The figures are based on revenue at stores open at least a year and are considered a key indicator of a retailer's health.
The results are particularly encouraging because March 2010 spending was boosted by an early Easter. This year, Easter falls on April 24, three weeks later than last year. That puts holiday spending into April and depressed Marches results anywhere from 3 to 5 percentage points.
Many retailers were expected to report declines. Analysts say combining March and April figures gives the best read on consumer spending.
According to a preliminary count by Thomson Reuters, 11 retailers beat expectations, while four missed.
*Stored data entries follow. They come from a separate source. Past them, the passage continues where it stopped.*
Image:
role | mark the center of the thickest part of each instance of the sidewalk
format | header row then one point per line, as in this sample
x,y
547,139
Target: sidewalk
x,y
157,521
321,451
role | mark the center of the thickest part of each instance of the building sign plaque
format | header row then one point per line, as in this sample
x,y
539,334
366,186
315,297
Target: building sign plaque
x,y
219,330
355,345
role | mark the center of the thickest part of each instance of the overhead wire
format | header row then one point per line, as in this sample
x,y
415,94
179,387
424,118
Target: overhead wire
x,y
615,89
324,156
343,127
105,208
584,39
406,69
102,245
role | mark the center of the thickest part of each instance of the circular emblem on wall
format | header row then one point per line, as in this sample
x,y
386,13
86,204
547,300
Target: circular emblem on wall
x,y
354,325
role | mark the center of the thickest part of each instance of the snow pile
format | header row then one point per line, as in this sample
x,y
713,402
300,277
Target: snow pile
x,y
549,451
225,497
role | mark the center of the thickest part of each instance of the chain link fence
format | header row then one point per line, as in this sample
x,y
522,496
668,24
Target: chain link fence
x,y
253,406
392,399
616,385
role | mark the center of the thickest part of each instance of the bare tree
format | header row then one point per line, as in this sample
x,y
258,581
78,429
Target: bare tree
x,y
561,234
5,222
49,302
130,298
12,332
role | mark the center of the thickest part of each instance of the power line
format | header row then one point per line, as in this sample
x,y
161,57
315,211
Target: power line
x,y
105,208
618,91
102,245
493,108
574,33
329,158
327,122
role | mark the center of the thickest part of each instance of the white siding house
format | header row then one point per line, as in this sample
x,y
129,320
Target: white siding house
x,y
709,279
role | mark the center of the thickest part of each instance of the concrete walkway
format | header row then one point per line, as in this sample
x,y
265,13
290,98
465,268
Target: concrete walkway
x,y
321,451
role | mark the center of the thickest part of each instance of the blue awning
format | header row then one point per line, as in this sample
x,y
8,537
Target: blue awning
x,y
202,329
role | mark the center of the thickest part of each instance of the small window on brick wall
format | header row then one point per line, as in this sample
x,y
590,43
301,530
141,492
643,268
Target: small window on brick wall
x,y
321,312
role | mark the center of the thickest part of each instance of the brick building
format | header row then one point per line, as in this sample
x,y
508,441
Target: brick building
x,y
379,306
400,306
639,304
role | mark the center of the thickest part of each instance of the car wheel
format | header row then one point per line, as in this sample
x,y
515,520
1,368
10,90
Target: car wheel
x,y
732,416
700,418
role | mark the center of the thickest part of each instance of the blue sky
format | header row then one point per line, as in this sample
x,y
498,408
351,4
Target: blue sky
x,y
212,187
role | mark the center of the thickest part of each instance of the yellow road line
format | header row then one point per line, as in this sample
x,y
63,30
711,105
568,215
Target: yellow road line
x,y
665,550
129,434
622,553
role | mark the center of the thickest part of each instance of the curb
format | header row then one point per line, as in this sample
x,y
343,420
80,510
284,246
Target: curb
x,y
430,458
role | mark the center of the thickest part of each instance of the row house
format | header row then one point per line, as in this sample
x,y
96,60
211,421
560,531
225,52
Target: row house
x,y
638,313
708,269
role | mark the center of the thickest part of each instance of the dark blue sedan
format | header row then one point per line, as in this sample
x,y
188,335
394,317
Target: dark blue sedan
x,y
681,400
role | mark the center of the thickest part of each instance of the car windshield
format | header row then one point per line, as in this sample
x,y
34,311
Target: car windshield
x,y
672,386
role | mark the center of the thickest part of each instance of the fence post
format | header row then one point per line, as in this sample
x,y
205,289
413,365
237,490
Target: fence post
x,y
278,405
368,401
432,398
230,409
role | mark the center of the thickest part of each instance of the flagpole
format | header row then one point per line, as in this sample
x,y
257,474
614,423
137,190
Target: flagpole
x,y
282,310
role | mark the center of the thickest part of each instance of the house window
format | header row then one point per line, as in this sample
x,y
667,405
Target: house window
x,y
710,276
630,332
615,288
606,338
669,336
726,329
On March 1, national average for a gallon of unleaded regular was $3.375. At end of month it was $3.606, according to AAA, Wright Express and Oil Price Information Service.
Many other prices also are increasing. Food prices are expected to rise 3 percent to 4 percent this year, with the steepest hikes in dairy, meat and coffee. Clothing sellers are raising prices to offset soaring costs for labor in China and for raw materials like cotton.
Consumers surveyed in March for the Conference Board's Consumer Confidence Index voiced concerns about inflation and stagnant incomes. The index fell sharply from a three-year high in February, reversing five straight months of improvement.
But analysts say that March's revenue results shows that shoppers' focused on the solid gains in job growth, which gained momentum last month. Companies added workers at the fastest two-month pace since before the recession began.
Costco said Thursday that revenue at stores open at least a year, excluding membership fees, climbed 13 percent last month, handily beating Wall Street expectations. Analysts expected a 7.4 percent increase.
Taking out rising gas prices and strengthening foreign currencies, sales at stores open at least a year climbed 8 percent.
Target posted a 5.5 percent drop in March, but the decline was smaller than the 6.4 percent expected.
The discount chain says groceries were its best-selling category. Clothing also sold well, particularly workout clothes. Weaker categories included movies, books and home products. The later Easter particularly hurt sales of candy, clothing and toys.
The discounter expects the figure to rise in the mid-teens percentage range in April with the Easter boost.
Macy's Inc. reported a 0.9 percent increase, better than expected, as shoppers picked up new spring clothing.
"March sales exceeded our expectations and demonstrated that our spring fashion assortments are hitting the mark with customers," CEO Terry J. Lundgren said in a statement.
Limited reported a robust 14 percent gain, sharply higher than analysts expected, driven by strength at its Victoria's Secret stores.
The company said a later Easter this year hurt revenue in stores open at least a year by 3 to 5 percentage points. Analysts polled by Thomson Reuters expected a much smaller 1.5 percent gain.